Gus Yahya menegaskan, ketentuan tersebut berlaku bagi semua partai politik.
Pernyataan itu disampaikan Gus Yahya seusai menggelar pertemuan dengan Panglima TNI Jenderal Andika Perkasa di Kantor PBNU, Senin (23/5/2022).
“Semuanya, untuk semua partai, jadi NU itu ndak boleh digunakan sebagai senjata untuk kompetisi politik,” tegasnya.
Baca Juga: Ketum PBNU Respons Muhaimin Iskandar Kumpul dengan Ulama: Sebentar Lagi Panglima Juga
“Karena kalau kita biarkan terus-terus begini, ini tidak sehat,” lanjutnya.
Gus Yahya mengatakan, eksistensi Nahdlatul Ulama selalu untuk bangsa. Oleh karenanya, tidak boleh ada yang mengeksploitasi identitas NU untuk kepentingan politik.
“Saya ingin sampaikan di sini bahwa kita tidak mau, kita mohon jangan pakai politik identitas, terutama identitas agama, termasuk identitas NU,” ujarnya.
“Tidak boleh mengeksploitasi identitas NU untuk politik, tidak. NU ini untuk selalu bangsa,” lanjutnya.

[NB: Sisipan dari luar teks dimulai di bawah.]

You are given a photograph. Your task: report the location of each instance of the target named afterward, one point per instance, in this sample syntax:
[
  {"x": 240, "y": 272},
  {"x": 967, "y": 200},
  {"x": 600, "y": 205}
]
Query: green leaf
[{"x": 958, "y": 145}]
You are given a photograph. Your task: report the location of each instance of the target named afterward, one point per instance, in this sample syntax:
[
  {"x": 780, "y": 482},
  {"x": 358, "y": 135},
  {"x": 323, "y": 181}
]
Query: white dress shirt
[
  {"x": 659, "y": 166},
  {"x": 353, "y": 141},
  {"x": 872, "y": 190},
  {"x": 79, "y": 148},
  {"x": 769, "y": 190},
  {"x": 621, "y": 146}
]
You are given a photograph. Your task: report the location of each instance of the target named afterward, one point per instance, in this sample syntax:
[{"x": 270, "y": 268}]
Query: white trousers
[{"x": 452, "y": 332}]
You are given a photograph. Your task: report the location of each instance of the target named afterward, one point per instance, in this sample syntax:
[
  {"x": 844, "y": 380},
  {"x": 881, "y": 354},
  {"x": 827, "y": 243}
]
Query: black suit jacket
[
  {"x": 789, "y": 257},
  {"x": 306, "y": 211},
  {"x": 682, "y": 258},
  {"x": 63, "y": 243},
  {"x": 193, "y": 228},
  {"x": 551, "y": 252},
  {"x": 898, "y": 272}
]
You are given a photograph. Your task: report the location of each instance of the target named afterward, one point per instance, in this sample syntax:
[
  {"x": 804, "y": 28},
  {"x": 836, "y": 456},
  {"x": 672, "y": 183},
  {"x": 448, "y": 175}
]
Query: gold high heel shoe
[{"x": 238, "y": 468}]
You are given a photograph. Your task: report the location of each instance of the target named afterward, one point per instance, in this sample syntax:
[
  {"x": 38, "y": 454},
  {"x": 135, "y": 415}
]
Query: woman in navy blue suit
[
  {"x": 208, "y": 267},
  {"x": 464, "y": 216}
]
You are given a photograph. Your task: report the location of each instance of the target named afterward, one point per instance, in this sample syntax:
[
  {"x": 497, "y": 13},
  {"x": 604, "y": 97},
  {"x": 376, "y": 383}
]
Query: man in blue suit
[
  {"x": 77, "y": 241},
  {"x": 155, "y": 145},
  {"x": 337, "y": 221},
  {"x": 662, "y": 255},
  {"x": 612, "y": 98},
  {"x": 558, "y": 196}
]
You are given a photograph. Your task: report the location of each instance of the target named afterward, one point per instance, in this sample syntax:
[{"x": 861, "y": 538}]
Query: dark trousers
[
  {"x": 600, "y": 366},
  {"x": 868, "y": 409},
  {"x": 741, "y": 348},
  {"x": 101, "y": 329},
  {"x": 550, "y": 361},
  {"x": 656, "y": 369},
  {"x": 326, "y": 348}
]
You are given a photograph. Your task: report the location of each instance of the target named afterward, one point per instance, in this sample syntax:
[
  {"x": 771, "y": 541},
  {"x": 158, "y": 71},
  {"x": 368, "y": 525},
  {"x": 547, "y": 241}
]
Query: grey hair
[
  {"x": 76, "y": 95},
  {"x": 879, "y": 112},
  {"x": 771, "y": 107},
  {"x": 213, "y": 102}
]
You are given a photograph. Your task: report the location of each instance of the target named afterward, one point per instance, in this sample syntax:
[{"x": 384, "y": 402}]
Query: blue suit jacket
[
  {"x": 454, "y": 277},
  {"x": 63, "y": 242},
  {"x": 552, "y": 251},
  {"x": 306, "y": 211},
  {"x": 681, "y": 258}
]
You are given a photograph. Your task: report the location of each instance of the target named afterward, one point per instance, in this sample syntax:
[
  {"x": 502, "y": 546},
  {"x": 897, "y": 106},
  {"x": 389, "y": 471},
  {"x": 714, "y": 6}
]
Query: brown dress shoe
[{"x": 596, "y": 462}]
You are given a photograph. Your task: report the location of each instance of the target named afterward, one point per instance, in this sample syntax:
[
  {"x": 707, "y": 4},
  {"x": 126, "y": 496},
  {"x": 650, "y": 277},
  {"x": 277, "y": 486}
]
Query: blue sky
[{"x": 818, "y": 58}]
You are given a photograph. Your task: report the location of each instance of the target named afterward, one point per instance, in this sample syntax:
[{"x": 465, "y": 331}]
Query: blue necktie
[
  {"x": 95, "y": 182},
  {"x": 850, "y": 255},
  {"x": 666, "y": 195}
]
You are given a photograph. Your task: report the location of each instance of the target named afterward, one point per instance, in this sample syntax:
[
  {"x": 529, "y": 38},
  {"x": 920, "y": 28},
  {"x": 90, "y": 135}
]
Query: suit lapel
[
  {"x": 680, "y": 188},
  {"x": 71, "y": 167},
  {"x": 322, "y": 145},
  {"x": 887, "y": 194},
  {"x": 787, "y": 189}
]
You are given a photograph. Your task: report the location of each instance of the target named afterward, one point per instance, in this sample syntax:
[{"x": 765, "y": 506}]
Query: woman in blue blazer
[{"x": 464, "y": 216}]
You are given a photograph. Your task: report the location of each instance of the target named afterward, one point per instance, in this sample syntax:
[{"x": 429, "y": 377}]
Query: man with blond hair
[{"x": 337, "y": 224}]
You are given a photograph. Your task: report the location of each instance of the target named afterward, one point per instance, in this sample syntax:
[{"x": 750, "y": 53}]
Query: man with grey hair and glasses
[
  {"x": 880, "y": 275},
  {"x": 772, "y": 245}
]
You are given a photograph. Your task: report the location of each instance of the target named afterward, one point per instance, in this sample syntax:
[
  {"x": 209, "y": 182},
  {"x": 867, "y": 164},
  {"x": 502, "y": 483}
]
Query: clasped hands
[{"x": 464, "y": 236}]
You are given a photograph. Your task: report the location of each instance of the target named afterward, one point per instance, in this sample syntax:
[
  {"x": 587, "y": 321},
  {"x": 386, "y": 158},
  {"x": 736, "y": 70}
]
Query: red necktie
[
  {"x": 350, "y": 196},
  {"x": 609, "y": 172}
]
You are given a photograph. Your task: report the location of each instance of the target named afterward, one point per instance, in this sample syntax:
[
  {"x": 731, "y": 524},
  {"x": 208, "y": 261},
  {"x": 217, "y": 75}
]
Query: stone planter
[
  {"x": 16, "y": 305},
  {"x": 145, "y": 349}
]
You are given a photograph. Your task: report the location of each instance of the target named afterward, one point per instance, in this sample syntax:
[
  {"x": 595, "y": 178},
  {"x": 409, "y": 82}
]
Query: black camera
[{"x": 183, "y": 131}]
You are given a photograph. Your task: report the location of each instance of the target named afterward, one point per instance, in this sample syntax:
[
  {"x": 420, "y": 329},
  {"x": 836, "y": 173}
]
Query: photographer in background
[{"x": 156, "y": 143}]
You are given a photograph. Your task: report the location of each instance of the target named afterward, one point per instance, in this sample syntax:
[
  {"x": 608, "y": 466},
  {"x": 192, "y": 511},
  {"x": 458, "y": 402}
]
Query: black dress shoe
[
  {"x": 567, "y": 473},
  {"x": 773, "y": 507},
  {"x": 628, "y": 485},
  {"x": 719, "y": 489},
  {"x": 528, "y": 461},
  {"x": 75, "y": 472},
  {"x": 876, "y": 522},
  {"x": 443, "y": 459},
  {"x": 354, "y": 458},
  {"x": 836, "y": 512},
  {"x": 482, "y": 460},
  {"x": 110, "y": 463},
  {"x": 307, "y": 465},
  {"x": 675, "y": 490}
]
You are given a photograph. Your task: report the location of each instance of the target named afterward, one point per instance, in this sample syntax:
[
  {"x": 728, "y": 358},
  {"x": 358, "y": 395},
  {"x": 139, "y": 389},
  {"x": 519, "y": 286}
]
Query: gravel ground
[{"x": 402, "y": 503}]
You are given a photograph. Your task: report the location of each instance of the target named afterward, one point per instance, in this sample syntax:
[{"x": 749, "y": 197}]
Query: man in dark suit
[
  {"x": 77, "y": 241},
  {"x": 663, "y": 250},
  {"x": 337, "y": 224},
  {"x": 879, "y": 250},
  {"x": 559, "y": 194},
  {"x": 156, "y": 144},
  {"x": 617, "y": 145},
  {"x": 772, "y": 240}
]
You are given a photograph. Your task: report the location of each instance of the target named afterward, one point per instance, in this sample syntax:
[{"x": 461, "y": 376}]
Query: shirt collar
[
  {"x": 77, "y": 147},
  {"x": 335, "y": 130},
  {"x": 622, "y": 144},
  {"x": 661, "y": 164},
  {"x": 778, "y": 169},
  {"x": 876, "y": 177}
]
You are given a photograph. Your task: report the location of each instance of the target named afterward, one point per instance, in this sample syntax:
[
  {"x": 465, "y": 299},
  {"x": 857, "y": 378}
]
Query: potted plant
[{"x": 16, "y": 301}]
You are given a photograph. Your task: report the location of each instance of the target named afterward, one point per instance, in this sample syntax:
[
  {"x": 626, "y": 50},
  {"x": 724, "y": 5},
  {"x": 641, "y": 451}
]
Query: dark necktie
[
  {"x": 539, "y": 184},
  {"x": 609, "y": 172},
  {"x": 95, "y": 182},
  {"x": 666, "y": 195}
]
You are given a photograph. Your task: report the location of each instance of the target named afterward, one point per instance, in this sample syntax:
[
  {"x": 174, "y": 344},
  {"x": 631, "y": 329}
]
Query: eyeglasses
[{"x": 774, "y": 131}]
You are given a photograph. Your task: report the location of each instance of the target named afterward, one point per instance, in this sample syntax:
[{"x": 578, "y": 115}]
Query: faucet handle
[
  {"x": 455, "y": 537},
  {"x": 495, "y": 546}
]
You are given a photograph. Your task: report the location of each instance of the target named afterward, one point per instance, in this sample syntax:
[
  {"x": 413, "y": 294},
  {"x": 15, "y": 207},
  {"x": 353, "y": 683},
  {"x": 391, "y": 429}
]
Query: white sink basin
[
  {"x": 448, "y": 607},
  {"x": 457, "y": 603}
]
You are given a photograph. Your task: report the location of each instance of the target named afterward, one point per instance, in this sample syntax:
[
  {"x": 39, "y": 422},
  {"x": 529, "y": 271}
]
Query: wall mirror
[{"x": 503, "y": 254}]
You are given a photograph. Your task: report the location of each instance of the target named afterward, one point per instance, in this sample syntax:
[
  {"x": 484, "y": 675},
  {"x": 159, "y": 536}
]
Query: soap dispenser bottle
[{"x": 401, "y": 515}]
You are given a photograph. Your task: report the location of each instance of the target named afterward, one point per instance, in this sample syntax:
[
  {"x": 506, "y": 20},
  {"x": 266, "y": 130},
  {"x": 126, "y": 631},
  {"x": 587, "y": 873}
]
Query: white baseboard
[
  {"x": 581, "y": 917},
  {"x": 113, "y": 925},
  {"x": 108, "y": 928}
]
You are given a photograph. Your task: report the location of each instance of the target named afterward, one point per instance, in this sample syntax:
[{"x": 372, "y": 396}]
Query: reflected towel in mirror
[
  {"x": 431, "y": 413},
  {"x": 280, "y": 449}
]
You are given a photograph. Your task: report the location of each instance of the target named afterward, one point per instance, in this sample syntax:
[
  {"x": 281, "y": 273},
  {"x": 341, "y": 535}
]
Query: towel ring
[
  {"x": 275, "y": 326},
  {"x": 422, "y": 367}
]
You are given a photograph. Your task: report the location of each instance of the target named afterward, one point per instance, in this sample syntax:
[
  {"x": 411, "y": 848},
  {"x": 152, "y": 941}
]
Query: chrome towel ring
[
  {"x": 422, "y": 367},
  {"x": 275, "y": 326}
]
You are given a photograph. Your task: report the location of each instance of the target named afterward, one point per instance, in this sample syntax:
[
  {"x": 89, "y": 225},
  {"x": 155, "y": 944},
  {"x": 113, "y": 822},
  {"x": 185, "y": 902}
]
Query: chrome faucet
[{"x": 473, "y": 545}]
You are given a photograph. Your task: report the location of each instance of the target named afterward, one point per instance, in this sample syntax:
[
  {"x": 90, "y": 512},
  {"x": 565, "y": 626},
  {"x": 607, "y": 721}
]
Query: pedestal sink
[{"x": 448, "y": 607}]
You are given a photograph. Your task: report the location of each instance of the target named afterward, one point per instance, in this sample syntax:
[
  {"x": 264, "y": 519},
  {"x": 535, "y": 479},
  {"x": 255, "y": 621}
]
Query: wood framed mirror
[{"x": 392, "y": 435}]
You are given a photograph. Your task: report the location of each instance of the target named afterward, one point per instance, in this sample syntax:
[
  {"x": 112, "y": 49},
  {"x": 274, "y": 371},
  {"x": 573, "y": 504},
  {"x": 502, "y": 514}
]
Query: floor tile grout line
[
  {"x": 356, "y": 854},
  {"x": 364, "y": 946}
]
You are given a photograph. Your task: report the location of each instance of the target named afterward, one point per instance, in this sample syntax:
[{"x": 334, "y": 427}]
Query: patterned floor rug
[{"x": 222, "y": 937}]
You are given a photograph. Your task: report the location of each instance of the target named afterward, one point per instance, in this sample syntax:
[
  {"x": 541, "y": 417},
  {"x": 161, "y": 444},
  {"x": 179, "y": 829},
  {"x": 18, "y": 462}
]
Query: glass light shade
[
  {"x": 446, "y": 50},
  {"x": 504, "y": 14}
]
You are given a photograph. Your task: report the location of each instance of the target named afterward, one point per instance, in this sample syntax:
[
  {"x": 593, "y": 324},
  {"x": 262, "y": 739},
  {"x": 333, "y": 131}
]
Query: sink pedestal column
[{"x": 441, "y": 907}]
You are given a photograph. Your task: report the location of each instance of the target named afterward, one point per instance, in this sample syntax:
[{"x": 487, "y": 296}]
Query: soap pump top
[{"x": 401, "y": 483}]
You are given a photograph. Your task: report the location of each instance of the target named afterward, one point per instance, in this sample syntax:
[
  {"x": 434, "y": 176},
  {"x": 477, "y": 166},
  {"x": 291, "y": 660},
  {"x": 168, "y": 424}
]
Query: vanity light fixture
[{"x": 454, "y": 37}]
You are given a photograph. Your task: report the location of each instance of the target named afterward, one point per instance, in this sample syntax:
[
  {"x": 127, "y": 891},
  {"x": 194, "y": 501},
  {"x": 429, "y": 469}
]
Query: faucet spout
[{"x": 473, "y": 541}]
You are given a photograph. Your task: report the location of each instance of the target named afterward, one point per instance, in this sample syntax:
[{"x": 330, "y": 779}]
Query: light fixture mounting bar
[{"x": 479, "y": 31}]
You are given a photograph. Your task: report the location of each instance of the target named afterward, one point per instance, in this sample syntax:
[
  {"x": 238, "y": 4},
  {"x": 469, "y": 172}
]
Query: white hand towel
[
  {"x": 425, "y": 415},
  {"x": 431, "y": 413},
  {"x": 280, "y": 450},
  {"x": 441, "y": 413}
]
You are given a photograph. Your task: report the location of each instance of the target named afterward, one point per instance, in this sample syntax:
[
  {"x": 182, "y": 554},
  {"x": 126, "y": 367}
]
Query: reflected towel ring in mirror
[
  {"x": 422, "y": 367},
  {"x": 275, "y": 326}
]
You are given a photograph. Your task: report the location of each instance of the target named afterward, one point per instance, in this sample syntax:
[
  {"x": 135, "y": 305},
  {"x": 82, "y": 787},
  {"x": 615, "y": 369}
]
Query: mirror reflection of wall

Baca Juga: Gus Yahya: Diterima atau Tidak, Rais Aam PBNU Udah Mundur dari MUI
Sebelumnya pada 16 Mei lalu, Ketua Umum Partai Kebangkitan Bangsa (PKB) Muhaimin Iskandar memamerkan desain kaos rancangan Kiai Imam Jazuli yang bertuliskan “Warga NU Kultural Wajib Ber-PKB. Struktural, Sakarepmu!” di akun Twitter dan Instagramnya.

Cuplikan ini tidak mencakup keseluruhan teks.